The Mind Project

Context-Learning Using a Goal-Seeking Neural Network

Introduction

Most artificial neural networks are used for recognizing and classifying patterns. For example, some have been trained to watch features in the stock market and recommend when to buy and sell stocks. But recognizing patterns is not the only function of animal and human nervous systems. They also exhibit goal-seeking behavior. In this tutorial, a mouse will be seeking a goal in the form of a piece of cheese in a room at the end of a maze.

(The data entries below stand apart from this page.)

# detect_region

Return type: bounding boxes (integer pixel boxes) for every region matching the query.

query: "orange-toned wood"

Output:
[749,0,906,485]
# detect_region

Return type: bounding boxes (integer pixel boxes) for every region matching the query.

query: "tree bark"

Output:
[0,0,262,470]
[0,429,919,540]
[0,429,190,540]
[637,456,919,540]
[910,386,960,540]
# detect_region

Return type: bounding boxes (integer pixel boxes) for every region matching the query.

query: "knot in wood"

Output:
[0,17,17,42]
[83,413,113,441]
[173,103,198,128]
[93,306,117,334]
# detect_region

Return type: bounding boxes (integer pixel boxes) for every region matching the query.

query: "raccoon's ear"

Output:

This is not going to be a simple straightforward maze: from this room, take this door and get to the next room, etc. That kind of maze could be handle very efficiently by a mechanism called a finite state machine. Instead, there is a twist to the problem: the mouse will have to remember something from the beginning of the maze to help it achieve the goal at the end of the maze. Information about a situation that improves specific decisions is considered context information. For example, if you are given a package and told to deliver it to 508 Main Street you might naturally assume that it is in the town or city that you are currently in. That would be the context of the address. However, if you are working for a delivery service that has a broad base of operations, you would want to make sure of the city, otherwise you might deliver the package to the correct address in the wrong city. For the mouse, the information at the beginning of the maze is going to form the context for its decision at the end of the maze. That is what it has to learn in addition to how to get through the maze.

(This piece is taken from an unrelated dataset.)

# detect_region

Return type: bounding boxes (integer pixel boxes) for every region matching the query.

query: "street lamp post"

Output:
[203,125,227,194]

There is a type of neural network called a recurrent neural network that retains information about past inputs by feeding the neuron outputs back into the network, but information from events that happen in the more distant past degrades as the connection weights are updated and it loses influence over later outputs. In order to solve the context problem, a neural network designed for retaining context state information over a duration of time is required. The neural network that will be used to do the job is the goal-seeking neural network Mona.

The Mona Neural Network

Mona has a simple interface with its environment: it accepts sensory information as input and outputs responses to the environment. The task is to produce a sequence of responses that will navigate it toward goals. What are goals? Mostly they are sensory states that reduce Mona's needs, much like food reduces hunger.

Events can originate from sensors, responses, or internal states, calling for three types of neurons. Neurons attuned to sensors are receptors, and those associated with responses are motors. Mediator neurons coordinate sensory/motor events and other mediators. Mediators can be structured in hierarchies representing environmental contexts, in which state information is captured in a mediator's enablement. Enablement is used to direct the flow of motive through the network into motor neurons that will drive the system toward goals.

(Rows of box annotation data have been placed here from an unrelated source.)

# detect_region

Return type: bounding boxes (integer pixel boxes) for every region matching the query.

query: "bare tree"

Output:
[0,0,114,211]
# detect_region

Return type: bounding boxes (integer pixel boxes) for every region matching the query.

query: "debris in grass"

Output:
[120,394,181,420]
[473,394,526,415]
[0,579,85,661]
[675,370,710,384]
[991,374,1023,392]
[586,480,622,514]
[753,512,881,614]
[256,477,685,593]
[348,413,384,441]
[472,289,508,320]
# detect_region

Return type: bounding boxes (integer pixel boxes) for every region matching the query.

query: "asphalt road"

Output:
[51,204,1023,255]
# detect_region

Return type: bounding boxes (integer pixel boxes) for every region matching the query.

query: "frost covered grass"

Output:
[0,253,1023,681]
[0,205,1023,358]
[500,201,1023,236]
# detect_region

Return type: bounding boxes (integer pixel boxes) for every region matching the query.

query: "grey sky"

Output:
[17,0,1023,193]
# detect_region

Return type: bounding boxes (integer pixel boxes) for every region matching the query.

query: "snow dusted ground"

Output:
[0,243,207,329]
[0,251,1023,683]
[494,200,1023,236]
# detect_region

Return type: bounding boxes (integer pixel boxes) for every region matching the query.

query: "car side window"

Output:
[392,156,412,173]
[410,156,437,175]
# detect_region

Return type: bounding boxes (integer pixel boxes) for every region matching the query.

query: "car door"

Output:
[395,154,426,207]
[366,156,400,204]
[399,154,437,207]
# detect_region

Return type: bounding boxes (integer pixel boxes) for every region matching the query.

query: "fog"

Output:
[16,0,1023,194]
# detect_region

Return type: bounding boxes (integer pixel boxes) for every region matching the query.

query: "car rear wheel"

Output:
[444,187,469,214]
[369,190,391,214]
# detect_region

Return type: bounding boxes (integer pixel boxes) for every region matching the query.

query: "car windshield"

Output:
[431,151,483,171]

To illustrate, here is a very simple example. Consider a mouse that has been out foraging in a house and now wishes to return back to her mouse-hole in a certain room. For the sake of keeping peace with her fellow mice, she must not make the mistake of going into a hole in another room.

The three types of neurons are shown in the above figure, which depicts the initial state of the mouse's neural network. The "Go Room" motor (inverted triangle) is firing (double outline) to take the mouse into the correct room. "Go Room" is a cause event of the "Room Ready" mediator (oval); its effect event is another mediator, "Hole Ready". The cause for "Hole Ready" is a different motor neuron, "Go Hole", and its effect is a receptor (triangle) that will fire when the mouse gets into her hole. The "Home!" receptor is also a goal, as indicated by the Goal Value annotation.

How does this network orchestrate the proper sequence of actions? Note the arrow carrying motive through the network. The motive is propagating from the goal through the network into the "Go Room" motor neuron. The reason for this has to do with the enablement state of the mediators. The "Hole Ready" mediator is not enabled, reflecting the constraint that the mouse must be in the correct room before going to her hole. Because of this, motive is channeled by the "Hole Ready" mediator to a higher mediator, "Room Ready". "Room Ready" is already enabled, meaning that there is a good chance that if its cause fires, its effect can also be made to fire. So it channels motive into its cause, which in this case is a motor, causing it to fire.

After the "Go Room" motor fires, presumably the mouse is in the correct room, signified by the "Hole Ready" mediator now becoming enabled. In the above figure, "Hole Ready" then channels motive into its cause, firing it. The "Home!" receptor then senses that the mouse is in her hole and fires.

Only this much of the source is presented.